Longing for my old life, I started inviting old friends over. I could finally have a drink again! After all, I deserved it. Well, this is when I began down the path that would lead me to the rooms of AA. I knew I used to drink a lot. I classified myself as a “partier” in high school and college. I became a bar fly while my then boyfriend and I were dating. I was a connoisseur of fine beers. The bar we used to go to had 40 different beers on tap and a revolving door of new kinds. There was always an excuse to go. I thought it was normal to go there every day. It didn’t phase me when we weren’t able to afford the pricey micro-brews anymore and just ordered draft light beers that were cheap. None of it gave me pause.
It was only after I had my son that I started to realize it was not normal. I was home alone all day, every day. I was lonely and simultaneously dreaded my husband coming home. We fought all the time. I was exhausted from doing everything to take care of our son and home. He felt working all the time was doing his part and thought I was unappreciative. I began to drink every day. I got sick and was living off of soup, cold medicine, and beer. I realized I had a problem looking in the mirror one day. I saw a soulless, selfish person unable to stop herself. But I tried anyway and stopped cold turkey. I went through such bad withdrawal I had to go to the hospital over night. It was a wake up call.
I found two AA meetings with babysitting and never looked back. My husband resented this new part of my life. We grew farther and farther apart. My shame of being an alcoholic kept me from leaving him sooner. Every fight we had he would drag it up to sling in my face. A couple times he told me to go buy a bottle in anger. I stayed in the relationship out of shame until I finally forgave myself. I had healed, had a beautiful son, and decided to give my marriage one more truly all in chance. I let down all my guards and recommitted to being a partner to my husband.
The morning after we were intimate for the first time in a long time, I found out he was having an affair with his employee. Good ol’ Facebook Messenger tipped me off. My husband was asleep, he hardly used Facebook, and I was confused why the Messenger “ding” went off on his phone. It was a reply. “I love you too. Have a good day too,” followed by a mess of kissy faces and hearts. The words and hearts blurred, my husband woke up and snatched his phone before I could read much of it. He tried to play it off, but I’m no idiot. I was done.
I turned in to a paranoid creeper for a few weeks. Checking our phone text logs, his social media, etc. He met with her the night after I found out.
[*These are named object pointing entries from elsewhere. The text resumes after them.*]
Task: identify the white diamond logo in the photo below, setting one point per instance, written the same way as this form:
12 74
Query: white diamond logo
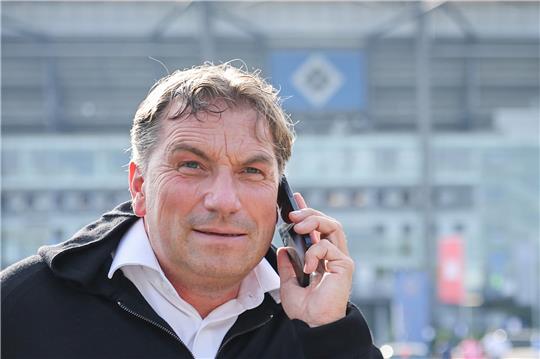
317 80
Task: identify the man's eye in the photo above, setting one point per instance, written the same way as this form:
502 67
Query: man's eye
252 170
191 164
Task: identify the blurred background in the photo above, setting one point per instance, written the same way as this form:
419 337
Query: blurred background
418 128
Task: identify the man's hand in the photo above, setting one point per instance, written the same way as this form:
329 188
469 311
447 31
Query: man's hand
325 299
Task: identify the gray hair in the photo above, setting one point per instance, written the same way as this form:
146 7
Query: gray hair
195 90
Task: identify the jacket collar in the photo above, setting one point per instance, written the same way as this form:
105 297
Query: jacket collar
84 257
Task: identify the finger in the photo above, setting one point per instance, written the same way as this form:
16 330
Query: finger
285 268
300 200
328 228
336 260
315 237
304 213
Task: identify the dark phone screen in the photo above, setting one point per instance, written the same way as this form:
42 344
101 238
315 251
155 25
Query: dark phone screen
296 244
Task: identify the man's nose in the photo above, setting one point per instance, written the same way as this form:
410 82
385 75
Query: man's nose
222 194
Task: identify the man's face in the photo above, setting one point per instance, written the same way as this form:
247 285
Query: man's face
208 196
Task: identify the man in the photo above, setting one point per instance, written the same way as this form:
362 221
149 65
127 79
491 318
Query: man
186 269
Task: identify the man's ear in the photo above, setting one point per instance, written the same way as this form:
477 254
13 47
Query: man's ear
136 189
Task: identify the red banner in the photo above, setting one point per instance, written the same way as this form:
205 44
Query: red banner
451 270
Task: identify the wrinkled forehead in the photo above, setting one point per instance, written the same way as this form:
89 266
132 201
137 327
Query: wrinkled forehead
211 116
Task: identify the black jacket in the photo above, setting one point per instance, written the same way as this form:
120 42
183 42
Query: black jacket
60 304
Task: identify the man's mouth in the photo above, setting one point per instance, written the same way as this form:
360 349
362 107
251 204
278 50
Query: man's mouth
222 233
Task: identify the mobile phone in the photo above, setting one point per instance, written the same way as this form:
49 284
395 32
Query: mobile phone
295 244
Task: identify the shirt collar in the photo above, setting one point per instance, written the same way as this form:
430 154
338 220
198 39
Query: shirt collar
134 249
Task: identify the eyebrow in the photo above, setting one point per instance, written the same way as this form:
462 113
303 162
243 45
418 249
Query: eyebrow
187 148
258 158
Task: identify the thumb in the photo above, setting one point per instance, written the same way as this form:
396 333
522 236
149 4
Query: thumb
285 268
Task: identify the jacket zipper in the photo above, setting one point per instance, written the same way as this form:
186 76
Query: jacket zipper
171 333
242 333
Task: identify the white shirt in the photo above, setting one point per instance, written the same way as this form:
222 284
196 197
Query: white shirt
135 257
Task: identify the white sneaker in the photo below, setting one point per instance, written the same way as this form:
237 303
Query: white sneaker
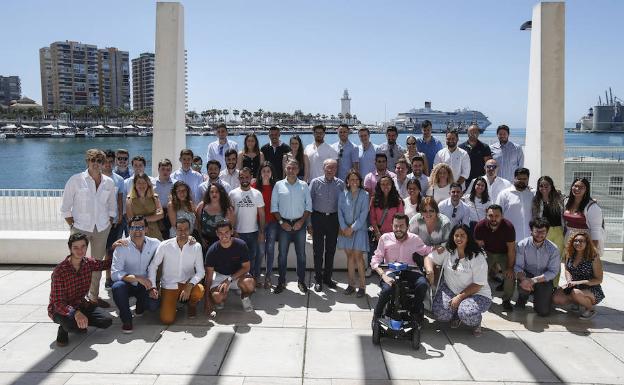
247 306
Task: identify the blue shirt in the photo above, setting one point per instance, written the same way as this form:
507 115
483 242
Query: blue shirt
367 159
291 200
193 179
509 157
430 149
538 260
163 189
128 260
348 154
325 194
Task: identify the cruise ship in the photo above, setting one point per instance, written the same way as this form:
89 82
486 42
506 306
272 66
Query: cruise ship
604 117
441 121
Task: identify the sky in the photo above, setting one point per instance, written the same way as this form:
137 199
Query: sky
283 55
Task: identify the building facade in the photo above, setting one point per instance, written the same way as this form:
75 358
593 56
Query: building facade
143 81
75 76
10 89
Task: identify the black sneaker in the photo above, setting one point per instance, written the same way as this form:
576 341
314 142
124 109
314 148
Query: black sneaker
62 338
279 288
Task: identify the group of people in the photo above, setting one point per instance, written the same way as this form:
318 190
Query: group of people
184 236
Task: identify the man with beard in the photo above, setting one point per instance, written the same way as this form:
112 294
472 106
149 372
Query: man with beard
478 152
392 150
537 263
400 246
318 151
455 157
496 235
508 155
249 210
517 203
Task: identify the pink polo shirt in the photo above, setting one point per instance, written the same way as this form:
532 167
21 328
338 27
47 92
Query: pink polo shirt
390 250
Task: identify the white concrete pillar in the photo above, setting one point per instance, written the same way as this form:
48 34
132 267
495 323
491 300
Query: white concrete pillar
544 150
169 124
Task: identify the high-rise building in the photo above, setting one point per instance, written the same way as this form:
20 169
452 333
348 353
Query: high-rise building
345 103
71 72
143 69
10 89
143 81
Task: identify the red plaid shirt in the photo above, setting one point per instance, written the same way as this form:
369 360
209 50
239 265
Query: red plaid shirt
69 287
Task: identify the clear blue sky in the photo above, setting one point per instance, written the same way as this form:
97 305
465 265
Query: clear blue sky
286 55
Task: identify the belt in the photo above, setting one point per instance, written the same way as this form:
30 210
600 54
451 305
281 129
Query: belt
326 214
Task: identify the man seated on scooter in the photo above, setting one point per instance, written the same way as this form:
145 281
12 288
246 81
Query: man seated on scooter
400 246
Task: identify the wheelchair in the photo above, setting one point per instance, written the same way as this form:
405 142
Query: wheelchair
398 319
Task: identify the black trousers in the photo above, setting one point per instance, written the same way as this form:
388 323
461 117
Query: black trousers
97 317
542 296
324 238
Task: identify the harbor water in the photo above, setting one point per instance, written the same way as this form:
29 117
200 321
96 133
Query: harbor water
47 163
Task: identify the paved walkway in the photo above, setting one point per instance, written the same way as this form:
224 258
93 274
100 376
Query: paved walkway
307 339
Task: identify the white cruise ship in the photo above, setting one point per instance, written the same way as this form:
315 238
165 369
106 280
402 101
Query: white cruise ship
441 121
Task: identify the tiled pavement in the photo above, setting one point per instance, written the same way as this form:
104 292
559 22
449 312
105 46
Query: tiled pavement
307 339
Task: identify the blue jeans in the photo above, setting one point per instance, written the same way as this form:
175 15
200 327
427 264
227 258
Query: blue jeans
251 239
267 249
298 237
122 291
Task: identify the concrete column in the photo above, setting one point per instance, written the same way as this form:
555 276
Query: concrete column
544 151
169 124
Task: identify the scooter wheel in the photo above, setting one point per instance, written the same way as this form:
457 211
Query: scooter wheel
416 339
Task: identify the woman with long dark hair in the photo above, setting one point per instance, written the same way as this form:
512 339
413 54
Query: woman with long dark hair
583 273
384 205
214 207
264 183
478 200
583 214
250 156
464 293
296 153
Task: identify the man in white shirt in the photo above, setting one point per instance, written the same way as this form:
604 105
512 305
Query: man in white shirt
230 174
318 151
183 270
218 148
249 210
214 170
89 206
457 158
187 175
454 208
517 203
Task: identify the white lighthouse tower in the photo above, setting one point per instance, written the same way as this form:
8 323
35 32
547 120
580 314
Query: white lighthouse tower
345 103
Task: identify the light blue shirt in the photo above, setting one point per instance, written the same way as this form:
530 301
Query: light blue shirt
128 260
193 179
291 200
367 159
163 189
430 149
509 157
348 154
538 260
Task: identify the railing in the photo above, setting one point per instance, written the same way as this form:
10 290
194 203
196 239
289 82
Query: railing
32 210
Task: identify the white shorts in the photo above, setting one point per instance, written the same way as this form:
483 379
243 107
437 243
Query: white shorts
217 278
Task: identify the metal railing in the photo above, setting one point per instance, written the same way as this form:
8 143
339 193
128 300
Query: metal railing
32 210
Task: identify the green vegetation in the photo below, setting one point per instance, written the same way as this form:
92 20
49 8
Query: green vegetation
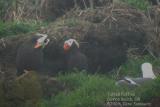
19 27
25 92
93 90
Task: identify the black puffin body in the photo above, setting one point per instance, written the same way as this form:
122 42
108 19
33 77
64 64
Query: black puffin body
28 57
75 58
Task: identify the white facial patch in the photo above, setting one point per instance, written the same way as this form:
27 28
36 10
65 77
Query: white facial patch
147 71
71 41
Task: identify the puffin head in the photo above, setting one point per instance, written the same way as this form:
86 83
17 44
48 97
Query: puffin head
42 40
68 44
147 70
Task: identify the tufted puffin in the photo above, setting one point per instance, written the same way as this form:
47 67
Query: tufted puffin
74 57
30 54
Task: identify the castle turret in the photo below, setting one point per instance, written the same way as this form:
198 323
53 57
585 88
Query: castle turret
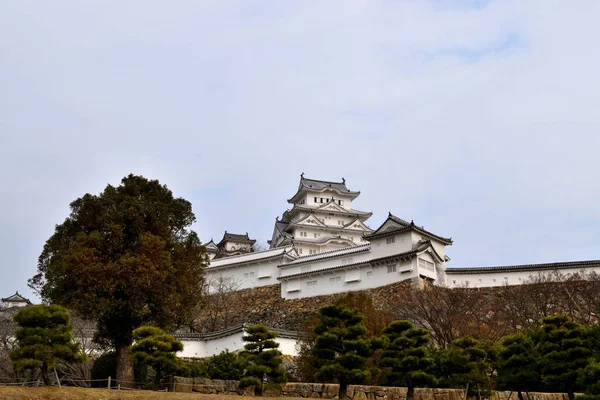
321 218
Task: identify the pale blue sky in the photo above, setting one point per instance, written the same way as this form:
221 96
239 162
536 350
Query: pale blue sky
476 119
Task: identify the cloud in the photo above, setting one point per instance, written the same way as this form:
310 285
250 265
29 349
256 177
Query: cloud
476 119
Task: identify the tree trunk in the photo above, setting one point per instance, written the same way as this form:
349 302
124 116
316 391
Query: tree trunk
45 376
343 389
124 365
410 392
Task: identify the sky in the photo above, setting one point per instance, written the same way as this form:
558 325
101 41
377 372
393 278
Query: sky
476 119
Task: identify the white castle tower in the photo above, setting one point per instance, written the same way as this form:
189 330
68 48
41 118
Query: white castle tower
321 218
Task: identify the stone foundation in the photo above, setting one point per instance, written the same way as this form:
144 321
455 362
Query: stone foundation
330 391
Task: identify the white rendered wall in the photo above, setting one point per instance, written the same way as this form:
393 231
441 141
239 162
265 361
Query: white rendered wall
200 348
500 278
318 264
381 248
324 285
247 275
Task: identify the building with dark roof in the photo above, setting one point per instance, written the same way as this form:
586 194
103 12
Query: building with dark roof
232 244
321 218
16 300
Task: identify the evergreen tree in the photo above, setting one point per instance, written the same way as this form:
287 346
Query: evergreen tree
262 359
518 364
590 380
125 258
225 365
44 336
155 348
406 355
340 350
463 364
564 352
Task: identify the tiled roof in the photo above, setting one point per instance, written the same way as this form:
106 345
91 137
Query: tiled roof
405 226
327 255
233 330
16 298
319 185
255 256
303 207
407 254
525 267
235 237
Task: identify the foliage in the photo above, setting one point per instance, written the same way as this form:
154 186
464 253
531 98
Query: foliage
225 365
44 336
564 352
590 380
340 350
463 365
406 356
262 359
106 365
156 348
125 258
518 364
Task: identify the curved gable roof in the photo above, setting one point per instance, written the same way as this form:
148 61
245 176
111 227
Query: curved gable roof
319 186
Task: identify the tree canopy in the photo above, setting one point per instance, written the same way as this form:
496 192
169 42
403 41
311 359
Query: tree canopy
263 360
156 348
125 258
44 337
564 353
406 356
518 368
340 350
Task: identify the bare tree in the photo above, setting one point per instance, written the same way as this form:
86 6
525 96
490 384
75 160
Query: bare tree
79 374
7 343
216 309
447 313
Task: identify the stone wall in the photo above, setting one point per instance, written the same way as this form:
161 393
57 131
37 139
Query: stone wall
264 305
330 391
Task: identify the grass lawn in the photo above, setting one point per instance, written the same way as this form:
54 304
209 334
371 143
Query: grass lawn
71 393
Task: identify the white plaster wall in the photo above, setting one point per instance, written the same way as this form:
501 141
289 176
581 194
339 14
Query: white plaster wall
238 273
423 271
291 269
199 348
326 194
379 277
402 243
490 279
205 348
229 246
439 247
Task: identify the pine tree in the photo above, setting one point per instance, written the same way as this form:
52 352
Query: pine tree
44 336
564 353
406 355
518 364
155 348
463 364
340 350
263 360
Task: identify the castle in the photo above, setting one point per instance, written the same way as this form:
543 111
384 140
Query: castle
321 245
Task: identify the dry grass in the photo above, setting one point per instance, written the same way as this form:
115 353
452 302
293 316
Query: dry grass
71 393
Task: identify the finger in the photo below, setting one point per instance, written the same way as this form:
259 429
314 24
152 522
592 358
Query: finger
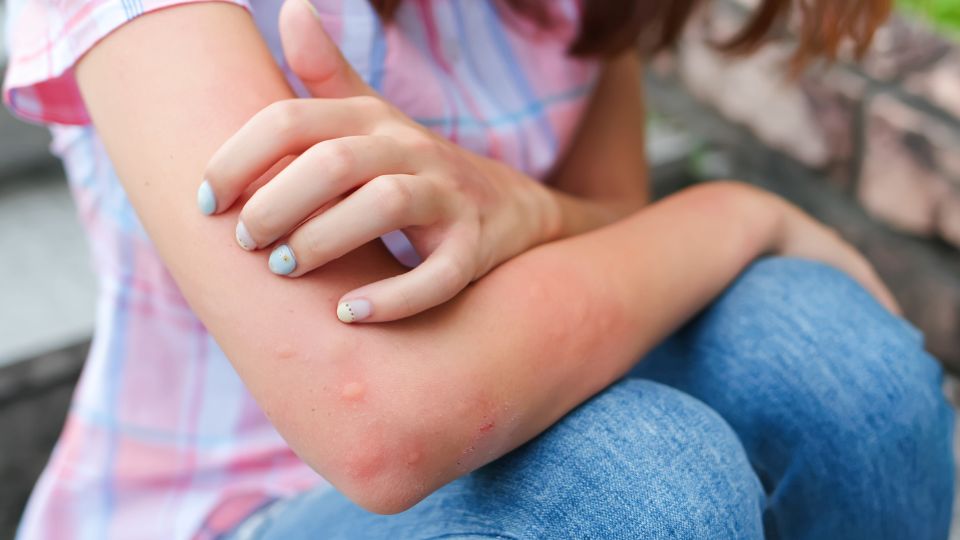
281 129
322 173
313 57
439 278
384 204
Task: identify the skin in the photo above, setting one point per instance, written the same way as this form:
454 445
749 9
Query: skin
365 169
390 412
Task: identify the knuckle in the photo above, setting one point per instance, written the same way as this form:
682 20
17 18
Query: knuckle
259 220
284 117
370 106
393 196
420 143
450 274
337 159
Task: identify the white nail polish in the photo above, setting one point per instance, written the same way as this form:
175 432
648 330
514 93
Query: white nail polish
351 311
244 238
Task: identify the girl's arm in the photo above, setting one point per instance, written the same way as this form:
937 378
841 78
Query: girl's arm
389 413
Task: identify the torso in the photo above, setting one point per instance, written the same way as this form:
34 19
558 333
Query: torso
162 434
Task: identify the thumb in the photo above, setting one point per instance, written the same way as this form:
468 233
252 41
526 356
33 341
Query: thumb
314 57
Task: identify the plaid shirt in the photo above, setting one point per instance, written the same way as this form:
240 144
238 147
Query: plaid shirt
162 439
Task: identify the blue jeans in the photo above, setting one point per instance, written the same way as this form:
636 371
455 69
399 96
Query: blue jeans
794 407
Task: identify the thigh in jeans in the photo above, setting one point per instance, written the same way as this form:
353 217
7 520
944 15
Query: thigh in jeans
838 406
640 460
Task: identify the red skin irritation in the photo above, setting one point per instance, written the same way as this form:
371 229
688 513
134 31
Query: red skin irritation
366 463
353 391
285 352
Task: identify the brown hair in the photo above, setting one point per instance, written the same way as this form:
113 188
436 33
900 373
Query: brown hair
609 27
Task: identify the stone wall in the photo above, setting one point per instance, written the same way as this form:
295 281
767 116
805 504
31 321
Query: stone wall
873 147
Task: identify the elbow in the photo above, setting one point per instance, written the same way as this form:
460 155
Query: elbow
384 459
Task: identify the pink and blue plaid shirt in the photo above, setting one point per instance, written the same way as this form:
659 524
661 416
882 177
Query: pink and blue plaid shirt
162 439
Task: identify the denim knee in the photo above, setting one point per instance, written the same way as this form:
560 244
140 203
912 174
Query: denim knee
640 460
830 394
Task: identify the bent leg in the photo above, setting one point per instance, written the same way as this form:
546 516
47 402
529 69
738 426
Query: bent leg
838 406
640 460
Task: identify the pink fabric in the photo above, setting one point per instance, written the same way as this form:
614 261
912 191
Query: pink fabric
162 439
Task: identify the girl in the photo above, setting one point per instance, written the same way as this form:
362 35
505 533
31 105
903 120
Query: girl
782 400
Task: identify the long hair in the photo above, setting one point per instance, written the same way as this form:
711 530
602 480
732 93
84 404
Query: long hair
609 27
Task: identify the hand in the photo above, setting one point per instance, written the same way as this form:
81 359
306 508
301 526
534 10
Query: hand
804 237
364 169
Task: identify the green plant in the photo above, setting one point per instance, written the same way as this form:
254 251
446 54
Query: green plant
944 13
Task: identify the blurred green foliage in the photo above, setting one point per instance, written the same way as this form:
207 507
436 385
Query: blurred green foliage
945 13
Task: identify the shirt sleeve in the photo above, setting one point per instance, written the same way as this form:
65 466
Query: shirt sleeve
45 38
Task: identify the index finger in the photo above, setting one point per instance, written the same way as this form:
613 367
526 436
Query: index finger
281 129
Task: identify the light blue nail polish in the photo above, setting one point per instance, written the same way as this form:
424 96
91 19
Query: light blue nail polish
206 200
282 261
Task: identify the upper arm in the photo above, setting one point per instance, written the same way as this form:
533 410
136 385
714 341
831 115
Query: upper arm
607 159
384 412
387 412
162 106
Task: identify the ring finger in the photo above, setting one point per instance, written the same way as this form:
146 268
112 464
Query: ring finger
322 173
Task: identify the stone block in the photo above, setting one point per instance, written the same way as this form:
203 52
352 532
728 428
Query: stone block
940 83
906 178
901 47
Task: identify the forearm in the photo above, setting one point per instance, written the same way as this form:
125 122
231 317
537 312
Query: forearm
390 412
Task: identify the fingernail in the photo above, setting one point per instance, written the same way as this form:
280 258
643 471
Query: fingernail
313 9
282 261
354 310
244 238
206 200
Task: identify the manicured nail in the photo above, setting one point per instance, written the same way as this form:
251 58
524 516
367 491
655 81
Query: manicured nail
354 310
282 261
206 200
244 238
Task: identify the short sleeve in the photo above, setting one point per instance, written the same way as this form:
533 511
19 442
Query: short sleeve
45 38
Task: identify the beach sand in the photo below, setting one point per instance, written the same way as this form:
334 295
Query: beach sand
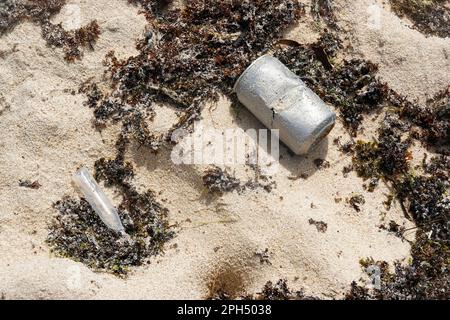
47 134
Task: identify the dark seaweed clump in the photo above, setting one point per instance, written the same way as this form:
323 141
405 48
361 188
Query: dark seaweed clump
356 201
428 16
220 181
425 277
351 86
324 10
13 12
187 57
28 184
388 156
71 41
78 232
281 291
320 225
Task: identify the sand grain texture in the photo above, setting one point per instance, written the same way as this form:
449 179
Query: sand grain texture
47 133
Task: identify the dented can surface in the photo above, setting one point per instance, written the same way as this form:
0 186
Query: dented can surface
281 100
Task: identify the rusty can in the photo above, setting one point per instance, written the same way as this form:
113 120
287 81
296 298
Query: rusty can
281 100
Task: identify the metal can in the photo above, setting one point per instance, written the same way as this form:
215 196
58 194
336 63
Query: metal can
281 100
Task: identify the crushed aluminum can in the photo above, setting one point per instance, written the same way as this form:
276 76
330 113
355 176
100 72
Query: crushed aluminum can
281 100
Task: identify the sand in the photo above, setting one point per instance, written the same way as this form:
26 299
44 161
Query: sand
47 133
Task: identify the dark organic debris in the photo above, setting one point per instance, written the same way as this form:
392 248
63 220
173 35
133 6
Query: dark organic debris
281 291
387 157
394 228
356 201
323 9
225 282
71 41
220 181
320 225
425 277
263 256
351 86
428 16
28 184
78 232
13 12
322 164
187 57
432 119
428 203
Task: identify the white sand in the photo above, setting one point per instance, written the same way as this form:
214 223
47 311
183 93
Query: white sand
47 134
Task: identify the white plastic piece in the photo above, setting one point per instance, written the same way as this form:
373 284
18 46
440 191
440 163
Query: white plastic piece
98 199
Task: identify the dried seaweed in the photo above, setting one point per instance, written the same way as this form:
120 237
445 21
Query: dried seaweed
28 184
13 12
387 157
220 181
356 201
431 17
323 10
351 87
188 57
281 291
78 232
71 41
433 118
320 225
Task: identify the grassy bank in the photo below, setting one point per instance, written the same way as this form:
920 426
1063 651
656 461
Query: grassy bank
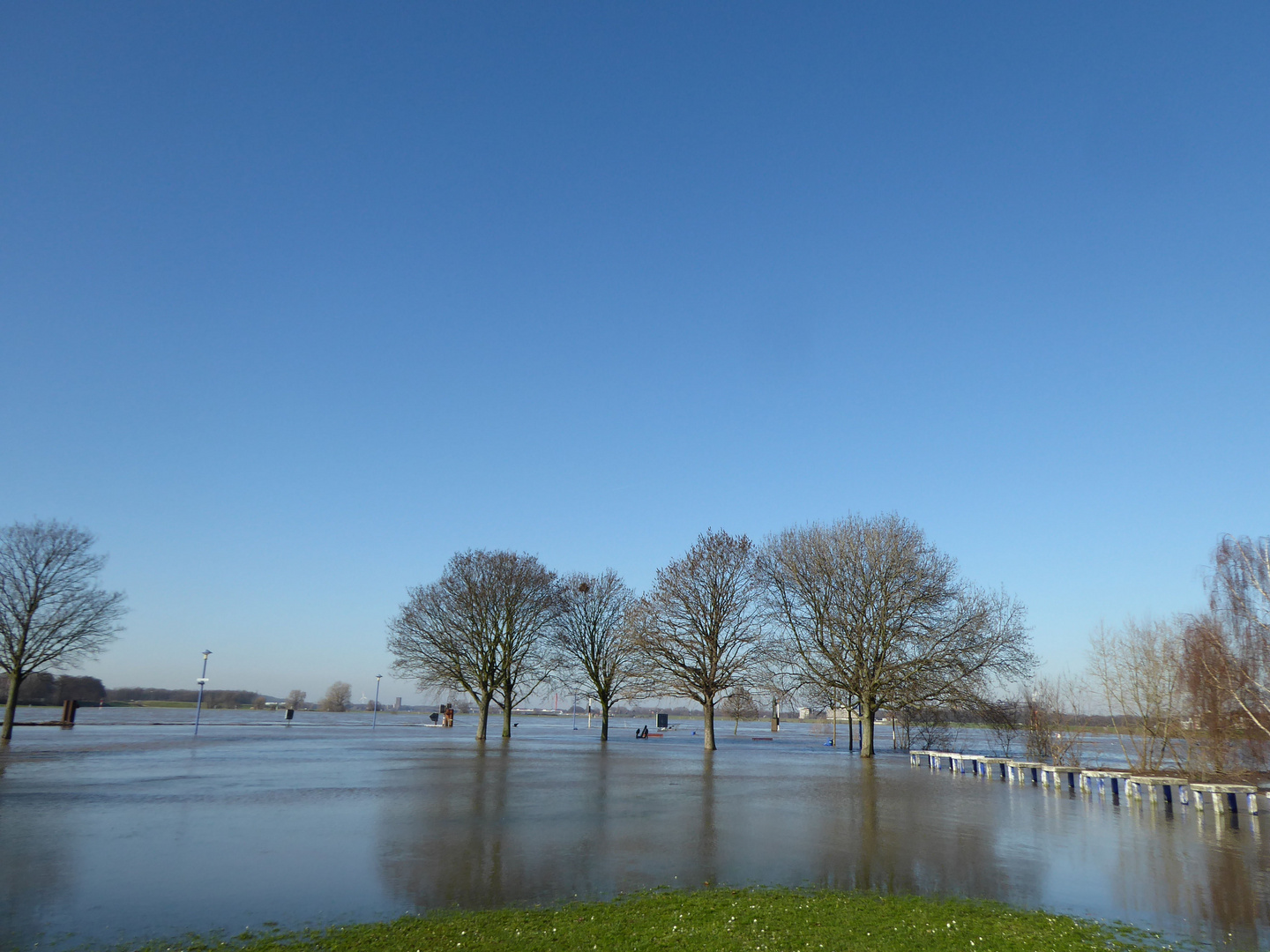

He said he had to meet her in person “to end it.” That was a lie I wouldn’t find out until several months later.
Queue round two of marriage counseling. The counselor, although intelligent and compassionate, seemed hell bent on keeping us together. I was over the marriage at this point and was buying time until I could afford an attorney. I started a bartender job at a snooty Italian joint so I could save money from my tips without him knowing. He was very controlling and hated that I had a job. He eventually caught on to my motives for saving money.
I had to start recording my phone calls with him. He would threaten me with anything he could and deny it all to anyone else. I finally accepted that if I was ever going to get away from him, I had to be okay with the worst he threatened to do to me. It was a micro-step of faith in something outside of my miserable little world. Then, I was free. I was free of that horrible fear based grip, and he was pissed.